By Dr. James Christie, Ambassador-at-Large, Canadian Multifaith Federation
– – –
“Behind every great fortune, lies a great crime.” -Honoré Balzac
On July 1st, Canada marked 154 years as a nation state, discrete from Great Britain. But the day was, perhaps for the first time in our history, fraught.
Dramatic mass protests were staged across the country. In Winnipeg, the city dubbed The Heart of the Continent, statues of Queen Victoria and Queen Elizabeth were vandalized and toppled. In the prairie city of Saskatoon, scarlet palm prints, both adult and children, were stamped across the doors of the Roman Catholic Cathedral. In the weeks leading up to Canada Day, six Roman Catholic churches were set ablaze. Vigils have become normative from coast to coast to coast. And nation-wide, a debate was launched as to whether Canada Day 2021 should be celebrated at all.
A Crime Against Humanity
A day of reckoning had dawned. From the end of May and throughout June, the people of Canada had been shaken to the core. To the horror of most, but to the surprise of few, what lies beneath the surface topography of courtesy, ice hockey, and civility, there lies a dark secret: a crime against humanity of staggering proportions.

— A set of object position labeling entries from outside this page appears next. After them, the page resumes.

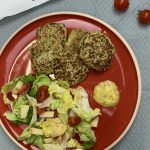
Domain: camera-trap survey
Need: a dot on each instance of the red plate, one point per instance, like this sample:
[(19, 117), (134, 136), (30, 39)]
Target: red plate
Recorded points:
[(114, 122)]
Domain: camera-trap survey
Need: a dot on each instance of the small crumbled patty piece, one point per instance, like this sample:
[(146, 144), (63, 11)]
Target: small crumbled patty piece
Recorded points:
[(73, 42), (55, 30), (71, 69), (97, 51), (106, 93)]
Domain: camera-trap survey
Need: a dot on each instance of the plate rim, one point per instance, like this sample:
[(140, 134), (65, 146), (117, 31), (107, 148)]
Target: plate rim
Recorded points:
[(119, 36)]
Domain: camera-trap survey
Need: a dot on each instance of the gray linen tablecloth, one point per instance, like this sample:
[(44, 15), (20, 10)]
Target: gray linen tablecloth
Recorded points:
[(138, 37)]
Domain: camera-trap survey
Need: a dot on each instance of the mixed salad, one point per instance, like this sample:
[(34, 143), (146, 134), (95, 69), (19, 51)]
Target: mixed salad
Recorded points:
[(57, 116)]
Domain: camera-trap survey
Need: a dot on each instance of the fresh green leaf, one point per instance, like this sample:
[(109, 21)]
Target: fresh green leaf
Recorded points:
[(53, 147), (24, 135), (40, 80), (85, 132), (88, 145), (73, 143), (27, 78), (31, 139), (12, 117), (38, 141), (16, 107)]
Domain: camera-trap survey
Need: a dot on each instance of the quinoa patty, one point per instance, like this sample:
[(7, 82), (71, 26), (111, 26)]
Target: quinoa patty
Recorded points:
[(97, 51)]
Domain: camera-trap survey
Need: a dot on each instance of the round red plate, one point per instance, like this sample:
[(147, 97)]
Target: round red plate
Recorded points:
[(114, 122)]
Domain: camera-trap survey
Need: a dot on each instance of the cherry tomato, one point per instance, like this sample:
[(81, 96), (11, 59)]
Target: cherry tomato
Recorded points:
[(41, 110), (24, 89), (69, 148), (74, 120), (42, 93), (121, 5), (144, 16)]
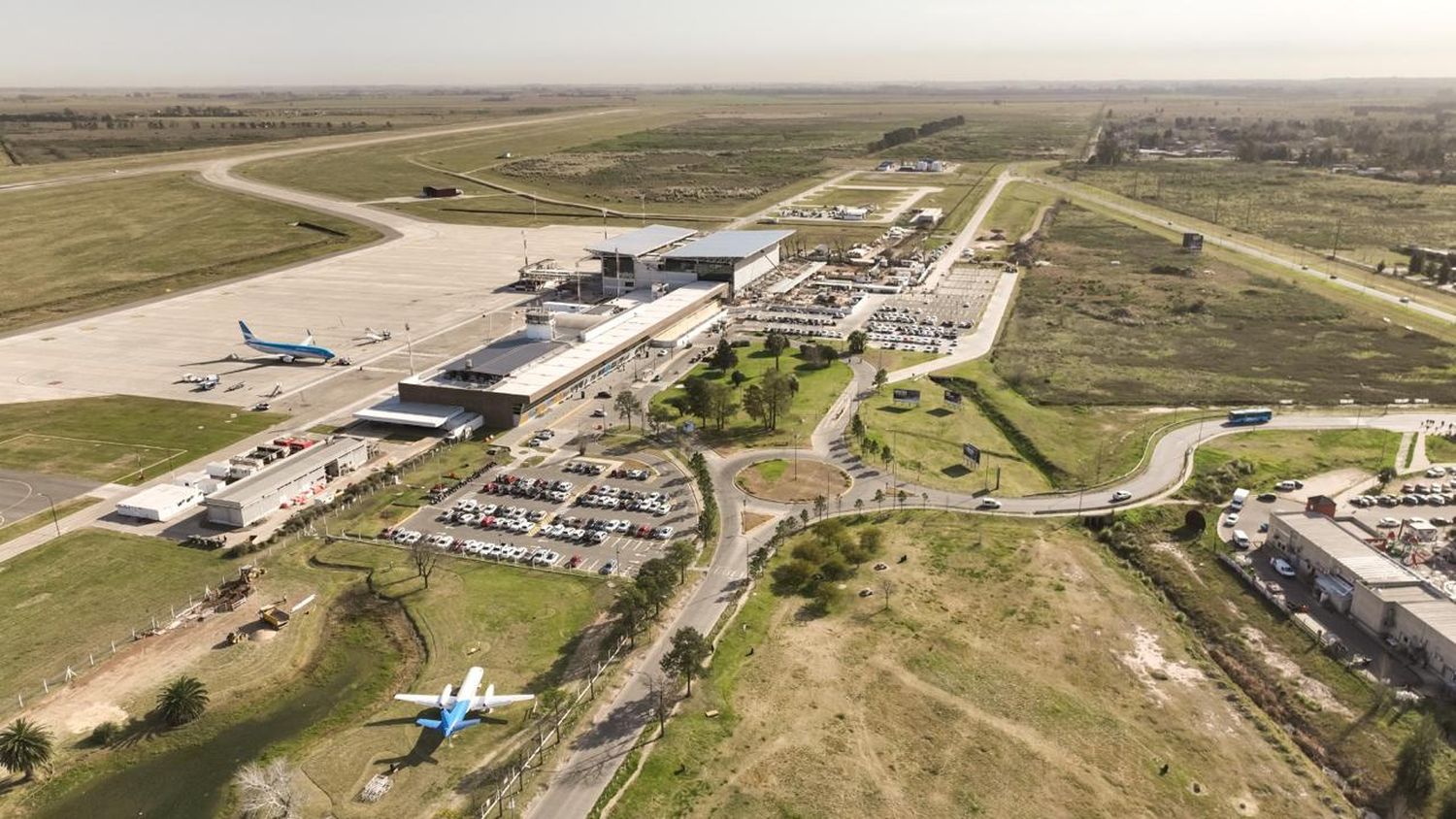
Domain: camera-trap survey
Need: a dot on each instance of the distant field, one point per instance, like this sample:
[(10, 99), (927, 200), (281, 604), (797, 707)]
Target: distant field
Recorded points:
[(1293, 206), (1199, 331), (1015, 672), (116, 438), (1016, 209), (376, 172), (61, 125), (98, 245), (84, 589)]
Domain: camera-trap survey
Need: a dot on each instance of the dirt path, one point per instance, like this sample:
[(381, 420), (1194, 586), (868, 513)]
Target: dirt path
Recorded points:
[(99, 697)]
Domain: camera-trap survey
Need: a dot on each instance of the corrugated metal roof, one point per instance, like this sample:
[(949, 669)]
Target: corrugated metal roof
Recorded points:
[(504, 357), (730, 245), (643, 241)]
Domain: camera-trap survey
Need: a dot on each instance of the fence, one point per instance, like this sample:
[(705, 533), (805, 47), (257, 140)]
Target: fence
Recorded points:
[(86, 661), (547, 731)]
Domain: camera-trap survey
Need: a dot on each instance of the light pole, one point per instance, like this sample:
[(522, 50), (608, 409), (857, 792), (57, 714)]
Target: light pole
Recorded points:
[(54, 518)]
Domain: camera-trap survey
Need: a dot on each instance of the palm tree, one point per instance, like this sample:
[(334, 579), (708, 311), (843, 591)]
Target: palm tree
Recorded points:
[(182, 700), (25, 746)]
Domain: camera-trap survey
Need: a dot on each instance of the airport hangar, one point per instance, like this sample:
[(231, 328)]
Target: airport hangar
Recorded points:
[(667, 287)]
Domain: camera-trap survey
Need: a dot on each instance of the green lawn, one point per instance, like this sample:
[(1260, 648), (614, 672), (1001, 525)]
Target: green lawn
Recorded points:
[(523, 626), (1277, 454), (926, 443), (818, 387), (86, 588), (1159, 326), (96, 245), (1016, 209), (44, 518), (977, 691), (118, 438)]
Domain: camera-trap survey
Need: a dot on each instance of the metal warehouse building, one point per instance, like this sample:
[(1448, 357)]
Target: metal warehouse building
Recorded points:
[(523, 377), (259, 495)]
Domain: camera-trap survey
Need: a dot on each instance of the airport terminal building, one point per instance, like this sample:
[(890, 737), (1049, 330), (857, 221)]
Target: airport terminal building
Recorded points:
[(666, 287)]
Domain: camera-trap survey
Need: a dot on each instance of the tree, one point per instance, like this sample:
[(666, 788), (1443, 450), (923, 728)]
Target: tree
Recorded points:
[(681, 554), (660, 416), (695, 392), (424, 556), (1414, 778), (631, 606), (686, 658), (775, 344), (182, 700), (724, 357), (657, 577), (719, 404), (25, 748), (754, 405), (267, 790), (626, 407)]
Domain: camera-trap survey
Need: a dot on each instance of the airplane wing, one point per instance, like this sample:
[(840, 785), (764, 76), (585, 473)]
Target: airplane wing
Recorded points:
[(495, 702), (425, 700)]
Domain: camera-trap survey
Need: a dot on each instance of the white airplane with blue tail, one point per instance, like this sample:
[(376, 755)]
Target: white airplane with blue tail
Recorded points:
[(454, 708), (288, 352)]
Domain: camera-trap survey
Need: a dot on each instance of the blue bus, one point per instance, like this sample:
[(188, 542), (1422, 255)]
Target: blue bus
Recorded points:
[(1249, 416)]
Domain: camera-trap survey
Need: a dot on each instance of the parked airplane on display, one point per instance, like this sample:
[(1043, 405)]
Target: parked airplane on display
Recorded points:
[(454, 708), (288, 352)]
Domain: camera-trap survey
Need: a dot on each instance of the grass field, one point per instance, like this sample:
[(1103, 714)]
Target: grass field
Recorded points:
[(786, 481), (1293, 206), (44, 518), (376, 172), (84, 589), (1277, 454), (926, 442), (524, 627), (1015, 210), (818, 387), (1161, 328), (118, 438), (1015, 672), (98, 245)]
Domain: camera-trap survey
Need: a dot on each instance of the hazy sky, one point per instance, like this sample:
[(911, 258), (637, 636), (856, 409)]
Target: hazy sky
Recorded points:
[(197, 43)]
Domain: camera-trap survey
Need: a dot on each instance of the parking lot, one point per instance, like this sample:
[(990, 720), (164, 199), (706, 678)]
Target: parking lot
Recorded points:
[(596, 513)]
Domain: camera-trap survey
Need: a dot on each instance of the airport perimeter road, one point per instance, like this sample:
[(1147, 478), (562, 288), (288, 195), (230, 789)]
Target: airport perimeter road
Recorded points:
[(1161, 218)]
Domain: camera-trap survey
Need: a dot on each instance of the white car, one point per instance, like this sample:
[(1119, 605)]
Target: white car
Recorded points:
[(1281, 568)]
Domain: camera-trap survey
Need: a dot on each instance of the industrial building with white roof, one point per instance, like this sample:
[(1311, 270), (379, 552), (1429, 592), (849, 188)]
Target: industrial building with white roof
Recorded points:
[(667, 288), (1353, 576)]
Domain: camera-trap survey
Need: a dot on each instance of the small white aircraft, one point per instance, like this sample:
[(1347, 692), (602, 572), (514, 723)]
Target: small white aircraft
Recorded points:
[(373, 337), (454, 708)]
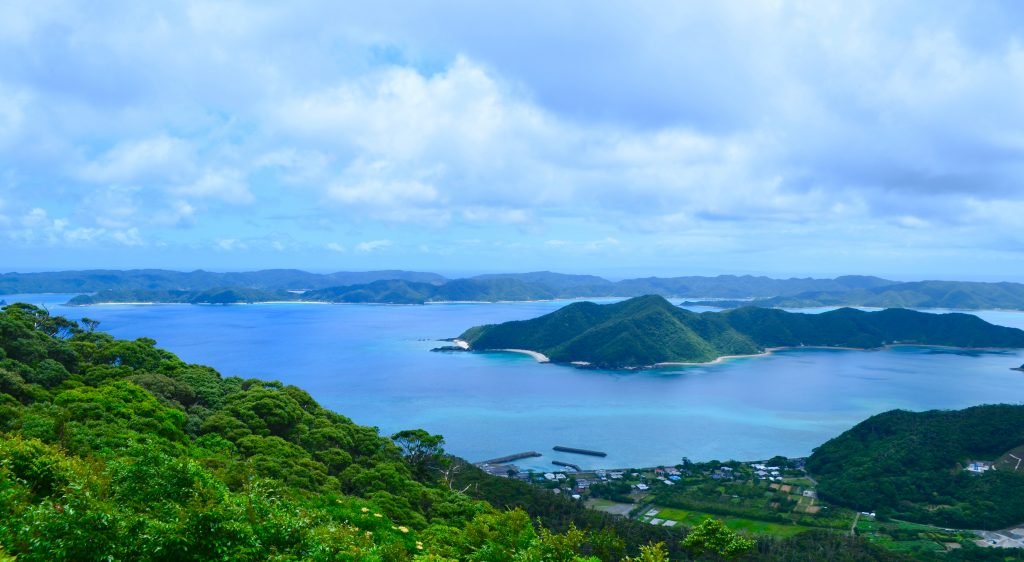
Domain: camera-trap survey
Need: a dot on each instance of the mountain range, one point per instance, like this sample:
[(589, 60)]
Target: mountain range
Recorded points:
[(646, 331)]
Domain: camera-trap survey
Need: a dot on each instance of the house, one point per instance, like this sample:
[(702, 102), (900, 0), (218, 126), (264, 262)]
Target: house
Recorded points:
[(979, 467)]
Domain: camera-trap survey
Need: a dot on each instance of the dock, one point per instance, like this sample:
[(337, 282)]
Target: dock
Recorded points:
[(560, 448), (510, 458)]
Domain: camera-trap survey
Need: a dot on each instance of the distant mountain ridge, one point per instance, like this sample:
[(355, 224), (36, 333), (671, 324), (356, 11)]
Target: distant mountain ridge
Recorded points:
[(164, 279), (646, 331), (911, 466), (399, 287), (927, 294)]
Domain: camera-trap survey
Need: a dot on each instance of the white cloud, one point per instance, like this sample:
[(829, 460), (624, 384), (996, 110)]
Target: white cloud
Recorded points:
[(222, 184), (713, 120), (229, 245), (373, 245), (160, 158)]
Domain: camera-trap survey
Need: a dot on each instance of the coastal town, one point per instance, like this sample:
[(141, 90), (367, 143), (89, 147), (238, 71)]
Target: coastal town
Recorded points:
[(773, 496)]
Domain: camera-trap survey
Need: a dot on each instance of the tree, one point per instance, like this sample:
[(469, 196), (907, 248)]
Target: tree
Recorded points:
[(421, 449), (712, 535)]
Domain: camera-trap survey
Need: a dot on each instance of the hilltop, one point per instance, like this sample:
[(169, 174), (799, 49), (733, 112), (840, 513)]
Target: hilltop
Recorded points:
[(911, 466), (928, 294), (103, 441), (646, 331), (398, 287)]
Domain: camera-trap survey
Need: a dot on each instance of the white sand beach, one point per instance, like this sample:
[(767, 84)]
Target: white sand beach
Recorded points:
[(541, 357)]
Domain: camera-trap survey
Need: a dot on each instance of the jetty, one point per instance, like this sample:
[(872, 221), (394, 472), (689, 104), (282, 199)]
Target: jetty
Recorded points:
[(510, 458), (560, 448)]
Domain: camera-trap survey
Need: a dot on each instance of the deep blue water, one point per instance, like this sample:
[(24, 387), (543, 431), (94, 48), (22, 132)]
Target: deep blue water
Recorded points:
[(372, 363)]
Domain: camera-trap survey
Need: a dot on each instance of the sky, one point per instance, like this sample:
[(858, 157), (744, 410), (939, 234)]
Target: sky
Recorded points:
[(617, 138)]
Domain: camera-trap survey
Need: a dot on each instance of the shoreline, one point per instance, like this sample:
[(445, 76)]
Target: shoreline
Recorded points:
[(542, 358)]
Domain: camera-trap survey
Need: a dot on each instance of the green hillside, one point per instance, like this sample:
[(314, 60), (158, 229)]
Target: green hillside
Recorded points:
[(645, 331), (115, 449), (910, 466)]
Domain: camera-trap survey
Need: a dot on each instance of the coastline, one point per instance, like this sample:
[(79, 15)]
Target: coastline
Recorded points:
[(541, 357)]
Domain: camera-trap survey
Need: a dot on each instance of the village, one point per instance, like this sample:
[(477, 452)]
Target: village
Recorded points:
[(774, 496)]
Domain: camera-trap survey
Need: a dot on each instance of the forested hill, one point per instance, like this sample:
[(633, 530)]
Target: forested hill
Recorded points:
[(395, 287), (532, 286), (115, 449), (929, 294), (645, 331), (910, 466), (162, 279)]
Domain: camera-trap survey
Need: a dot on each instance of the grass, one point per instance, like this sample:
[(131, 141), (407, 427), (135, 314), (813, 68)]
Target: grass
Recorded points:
[(750, 526), (1010, 464)]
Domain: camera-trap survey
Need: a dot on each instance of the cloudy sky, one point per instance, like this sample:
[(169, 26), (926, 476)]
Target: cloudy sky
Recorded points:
[(783, 138)]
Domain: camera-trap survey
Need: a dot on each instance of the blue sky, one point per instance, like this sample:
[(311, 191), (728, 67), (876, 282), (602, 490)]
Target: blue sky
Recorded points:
[(783, 138)]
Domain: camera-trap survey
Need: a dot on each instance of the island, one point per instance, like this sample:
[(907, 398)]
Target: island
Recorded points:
[(105, 440), (648, 331), (927, 294), (398, 287)]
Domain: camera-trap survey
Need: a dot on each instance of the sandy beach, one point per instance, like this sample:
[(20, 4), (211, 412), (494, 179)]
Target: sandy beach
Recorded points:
[(541, 357)]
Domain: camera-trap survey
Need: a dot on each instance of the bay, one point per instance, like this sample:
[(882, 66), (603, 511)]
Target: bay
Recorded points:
[(372, 363)]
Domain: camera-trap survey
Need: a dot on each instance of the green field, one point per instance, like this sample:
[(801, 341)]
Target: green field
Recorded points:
[(1012, 461), (750, 526)]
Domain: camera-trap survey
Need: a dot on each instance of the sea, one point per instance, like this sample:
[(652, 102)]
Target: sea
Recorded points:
[(373, 363)]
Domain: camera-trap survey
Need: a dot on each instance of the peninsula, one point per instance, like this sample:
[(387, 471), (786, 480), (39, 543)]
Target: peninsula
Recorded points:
[(647, 331)]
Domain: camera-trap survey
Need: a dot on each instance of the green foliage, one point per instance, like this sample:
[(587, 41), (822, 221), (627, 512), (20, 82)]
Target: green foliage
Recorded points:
[(115, 449), (646, 331), (929, 294), (712, 535), (909, 466)]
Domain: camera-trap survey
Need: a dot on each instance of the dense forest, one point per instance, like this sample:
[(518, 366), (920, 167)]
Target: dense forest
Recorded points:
[(646, 331), (910, 466), (115, 449)]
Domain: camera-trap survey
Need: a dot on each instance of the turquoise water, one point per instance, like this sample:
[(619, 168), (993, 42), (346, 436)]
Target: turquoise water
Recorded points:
[(372, 363)]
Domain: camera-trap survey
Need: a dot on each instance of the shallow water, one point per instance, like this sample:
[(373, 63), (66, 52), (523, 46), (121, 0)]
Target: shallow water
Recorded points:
[(372, 362)]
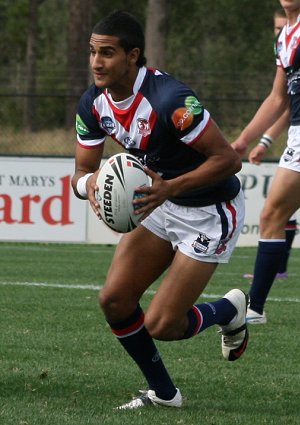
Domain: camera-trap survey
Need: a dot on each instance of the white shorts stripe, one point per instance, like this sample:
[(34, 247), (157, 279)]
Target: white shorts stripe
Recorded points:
[(204, 233)]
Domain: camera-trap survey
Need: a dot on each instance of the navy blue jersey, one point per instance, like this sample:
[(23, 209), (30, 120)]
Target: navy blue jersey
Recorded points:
[(159, 125), (288, 57)]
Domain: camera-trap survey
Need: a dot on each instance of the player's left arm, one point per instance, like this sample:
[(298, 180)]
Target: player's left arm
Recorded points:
[(222, 161), (87, 163)]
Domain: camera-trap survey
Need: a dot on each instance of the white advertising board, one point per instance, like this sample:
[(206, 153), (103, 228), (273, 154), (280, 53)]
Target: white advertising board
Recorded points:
[(37, 203), (256, 182)]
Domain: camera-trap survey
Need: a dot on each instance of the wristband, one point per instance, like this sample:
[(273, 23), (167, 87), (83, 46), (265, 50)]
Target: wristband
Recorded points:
[(266, 141), (81, 185)]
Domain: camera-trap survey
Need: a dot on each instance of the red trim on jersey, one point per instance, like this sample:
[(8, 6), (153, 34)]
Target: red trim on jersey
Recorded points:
[(291, 226), (96, 113), (232, 210), (132, 329), (202, 132), (289, 36), (289, 39), (125, 116)]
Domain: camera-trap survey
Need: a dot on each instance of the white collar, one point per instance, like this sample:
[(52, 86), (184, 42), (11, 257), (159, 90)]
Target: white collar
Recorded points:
[(289, 28), (125, 103)]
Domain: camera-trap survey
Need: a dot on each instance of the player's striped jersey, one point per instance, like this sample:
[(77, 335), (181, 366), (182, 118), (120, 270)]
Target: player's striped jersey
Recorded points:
[(288, 57), (158, 124)]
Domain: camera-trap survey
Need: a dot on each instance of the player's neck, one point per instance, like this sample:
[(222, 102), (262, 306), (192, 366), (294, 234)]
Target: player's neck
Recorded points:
[(123, 89), (293, 18)]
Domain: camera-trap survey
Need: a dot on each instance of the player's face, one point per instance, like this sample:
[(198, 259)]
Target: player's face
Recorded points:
[(279, 23), (112, 67), (290, 5)]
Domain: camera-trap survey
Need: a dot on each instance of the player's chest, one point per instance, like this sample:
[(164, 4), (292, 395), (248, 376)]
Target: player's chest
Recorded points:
[(132, 127), (289, 49)]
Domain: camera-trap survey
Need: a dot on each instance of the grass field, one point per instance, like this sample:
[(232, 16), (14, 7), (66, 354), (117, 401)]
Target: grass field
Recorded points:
[(61, 365)]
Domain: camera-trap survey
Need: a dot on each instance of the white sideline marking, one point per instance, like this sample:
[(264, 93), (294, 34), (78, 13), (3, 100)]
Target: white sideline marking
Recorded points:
[(97, 288)]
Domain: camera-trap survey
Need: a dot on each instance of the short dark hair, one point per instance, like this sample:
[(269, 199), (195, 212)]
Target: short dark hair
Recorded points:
[(125, 26)]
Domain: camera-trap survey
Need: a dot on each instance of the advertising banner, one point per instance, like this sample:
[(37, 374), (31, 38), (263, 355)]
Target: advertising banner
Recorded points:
[(37, 203)]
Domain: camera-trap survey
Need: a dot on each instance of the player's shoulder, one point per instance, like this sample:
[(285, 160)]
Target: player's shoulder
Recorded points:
[(158, 78), (165, 91), (91, 93)]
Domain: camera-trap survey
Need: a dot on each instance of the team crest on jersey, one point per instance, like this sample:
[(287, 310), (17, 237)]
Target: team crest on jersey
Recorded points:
[(144, 127), (288, 155), (108, 125), (201, 243), (221, 247)]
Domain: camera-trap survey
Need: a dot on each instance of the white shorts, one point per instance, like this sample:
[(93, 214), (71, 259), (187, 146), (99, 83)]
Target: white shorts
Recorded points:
[(206, 234), (290, 158)]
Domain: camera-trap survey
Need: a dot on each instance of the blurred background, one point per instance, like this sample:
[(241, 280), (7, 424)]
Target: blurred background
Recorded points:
[(222, 48)]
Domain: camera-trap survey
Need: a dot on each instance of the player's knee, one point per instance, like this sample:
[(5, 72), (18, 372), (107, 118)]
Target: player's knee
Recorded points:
[(162, 327), (114, 304)]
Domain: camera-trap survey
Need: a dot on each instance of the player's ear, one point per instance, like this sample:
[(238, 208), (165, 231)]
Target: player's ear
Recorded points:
[(133, 55)]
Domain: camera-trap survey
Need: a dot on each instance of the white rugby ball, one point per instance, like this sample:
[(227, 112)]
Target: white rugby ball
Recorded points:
[(117, 180)]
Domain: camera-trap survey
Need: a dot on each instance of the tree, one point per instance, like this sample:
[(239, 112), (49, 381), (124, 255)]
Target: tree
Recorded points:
[(79, 29), (156, 33), (29, 121)]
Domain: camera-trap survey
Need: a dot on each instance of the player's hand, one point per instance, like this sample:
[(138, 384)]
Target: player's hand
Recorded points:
[(152, 196), (257, 154), (92, 190), (240, 146)]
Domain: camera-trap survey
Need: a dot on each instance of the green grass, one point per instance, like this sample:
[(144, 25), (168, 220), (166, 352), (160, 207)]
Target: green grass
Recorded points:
[(61, 365)]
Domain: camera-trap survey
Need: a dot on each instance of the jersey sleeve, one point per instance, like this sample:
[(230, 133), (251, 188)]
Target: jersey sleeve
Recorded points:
[(277, 44), (188, 118), (89, 133)]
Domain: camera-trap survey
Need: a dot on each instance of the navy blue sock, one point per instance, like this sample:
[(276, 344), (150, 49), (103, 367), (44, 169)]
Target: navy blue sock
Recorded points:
[(136, 340), (267, 262), (290, 232), (202, 316)]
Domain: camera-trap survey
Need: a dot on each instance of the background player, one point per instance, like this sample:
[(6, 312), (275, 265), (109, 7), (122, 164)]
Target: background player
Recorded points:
[(257, 154), (284, 196)]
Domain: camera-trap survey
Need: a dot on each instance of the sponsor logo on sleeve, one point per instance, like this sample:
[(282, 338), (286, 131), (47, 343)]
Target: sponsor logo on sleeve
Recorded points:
[(81, 127), (108, 125), (184, 116)]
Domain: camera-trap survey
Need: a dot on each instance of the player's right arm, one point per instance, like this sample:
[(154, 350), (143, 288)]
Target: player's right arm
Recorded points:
[(268, 113), (87, 163), (257, 154)]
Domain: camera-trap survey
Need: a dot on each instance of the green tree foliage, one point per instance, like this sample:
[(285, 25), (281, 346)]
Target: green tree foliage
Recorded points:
[(222, 48)]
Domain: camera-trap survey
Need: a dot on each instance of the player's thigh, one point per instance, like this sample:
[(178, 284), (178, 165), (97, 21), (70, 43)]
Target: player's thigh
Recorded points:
[(283, 198), (140, 258), (182, 285)]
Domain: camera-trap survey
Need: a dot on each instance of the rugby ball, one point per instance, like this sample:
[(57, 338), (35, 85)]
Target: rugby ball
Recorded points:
[(117, 180)]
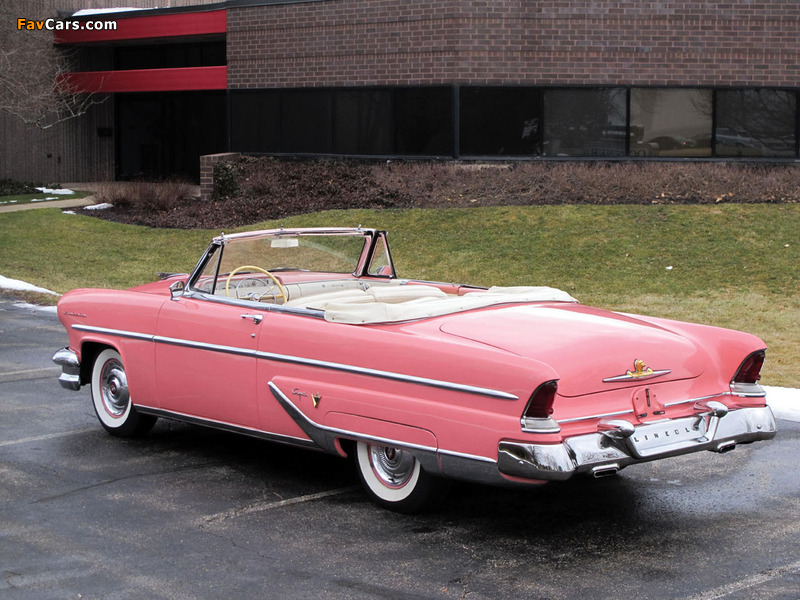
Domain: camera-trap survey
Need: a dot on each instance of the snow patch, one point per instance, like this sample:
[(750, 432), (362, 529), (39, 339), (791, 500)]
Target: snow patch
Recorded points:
[(784, 402), (59, 191), (45, 309), (16, 284), (85, 12)]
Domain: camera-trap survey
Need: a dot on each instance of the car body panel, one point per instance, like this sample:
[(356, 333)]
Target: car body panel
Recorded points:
[(218, 348)]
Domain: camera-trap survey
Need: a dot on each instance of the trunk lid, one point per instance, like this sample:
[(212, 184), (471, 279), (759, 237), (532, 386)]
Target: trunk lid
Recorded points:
[(584, 345)]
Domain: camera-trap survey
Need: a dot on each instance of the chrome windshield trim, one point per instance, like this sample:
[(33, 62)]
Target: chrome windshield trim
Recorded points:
[(447, 385)]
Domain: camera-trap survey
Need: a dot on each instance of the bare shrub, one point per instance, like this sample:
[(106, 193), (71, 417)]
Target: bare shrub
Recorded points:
[(148, 196), (272, 188)]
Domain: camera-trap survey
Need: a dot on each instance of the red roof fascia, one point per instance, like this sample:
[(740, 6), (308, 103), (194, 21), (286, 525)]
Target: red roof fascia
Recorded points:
[(148, 80), (154, 26)]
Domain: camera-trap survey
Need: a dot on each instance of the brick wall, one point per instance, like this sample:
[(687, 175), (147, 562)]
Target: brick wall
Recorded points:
[(548, 42)]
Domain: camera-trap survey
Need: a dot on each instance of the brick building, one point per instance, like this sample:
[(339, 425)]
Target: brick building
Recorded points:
[(455, 79)]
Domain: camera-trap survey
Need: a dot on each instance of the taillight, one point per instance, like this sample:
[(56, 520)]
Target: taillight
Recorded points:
[(540, 406), (750, 369)]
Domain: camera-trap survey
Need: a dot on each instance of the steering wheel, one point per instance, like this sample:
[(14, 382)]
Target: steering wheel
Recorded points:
[(282, 290)]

From Confederation on July 1st, 1867, until the 1990’s, successive Canadian governments abetted by four Christian denominations embarked on a cultural genocide against our own Indigenous Peoples. A Truth and Reconciliation Commission (TRC, concluded in June, 2015) heard the testimony of thousands of survivors and witnesses of the events surrounding the so-called “Indian Residential Schools.” Children were torn from their families and communities; separated from their siblings; and scattered across the country to government-mandated and mostly church-run residential schools. The children, as young as four years old, were abused in every sense of the term. All too often, they disappeared. The agenda? “To take the Indian out of the child.” The unspoken goal? To destroy Canada’s First Peoples.
The TRC had heard stories of deaths and unmarked graves. The Canadian government side-stepped all. Until this Spring, when what lies beneath was revealed.
Unearthing Tragedy
In late May, the Tk’emlups te Secwepeme First Nation, in the Province of British Columbia, employed ground penetrating radar to reveal the remains of 215 bodies in unmarked graves on the grounds of The Kamloops Indian Residential School. By the end of June, more than 1000 graves, mostly childrens’, had been discovered across the Provinces of B.C., Saskatchewan, and Manitoba.
Pause here. Weep.
Balzac, Proust, Delderfield, and De La Roche all chronicled the complex lives of great families over time. Balzac’s observation that behind every great fortune lies a great crime applies equally to nations as to families.
Canada’s great good fortune is the envy of much of the world. But beneath that good fortune lies a very great crime. The evidence has barely begun to emerge.
It is a chancy thing to cast blame on our predecessors. Would any of them, from founding Prime Minister Sir John A. MacDonald, have anticipated the wholesale torture and murder of children? Of course not. Yet, that is what ensued.
Somewhere Far Beyond Error
I have often spoken and written of Canada as a laboratory dedicated to learning how to live together while building a nation; while building a world. And so, it is. And as in every laboratory, mistakes are made and accidents happen: some tragic.
But some consequences go far beyond error and accident. Some are the result of criminal negligence. Some consequences are criminal – in every time, in every place, to every people.
Canada has had our sorry share.
In 1939, at the zenith of German National Socialism and on the eve of World War II, a Canadian immigration official was asked how many Jewish refugees should be admitted to Canada. His response? “None is too many.” The consequence? 6,000,000 murders.
During that same war, Canadians of Japanese lineage were torn from their homes, dispossessed, and interned in mountain camps in the interior of British Columbia. They were condemned without evidence and without provocation.
Shortly thereafter, appalling ignorance on the part of Canadian officials oversaw the internment of Nazi POW’s in home-made concentration camps, side by side with Jewish refugees from Nazi Fortress Europe.
A Time for Reckoning
Would that Canada were alone in harbouring such terrible secrets. But we aren’t.
The reckoning is coming. For Canada and the world, this was not good enough.
It is not good enough.
It will never be good enough.
Not in Canada. Not anywhere.
Not ever.
All our religious and spiritual traditions might join the Jewish world and say, “Thus saith the Lord.”
And whatever our religious and spiritual traditions, we had all better learn to say “Amen.”
– – –
Dr. James Christie is the inaugural Ambassador-at-Large for the Canadian Multifaith Federation and part of the G20 Interfaith Forum Board of Directors. For 15 years, Christie served at the University of Winnipeg as Dean of Theology, Dean of the Global College, and Director of the Ridd Institute for Religion and Global Policy.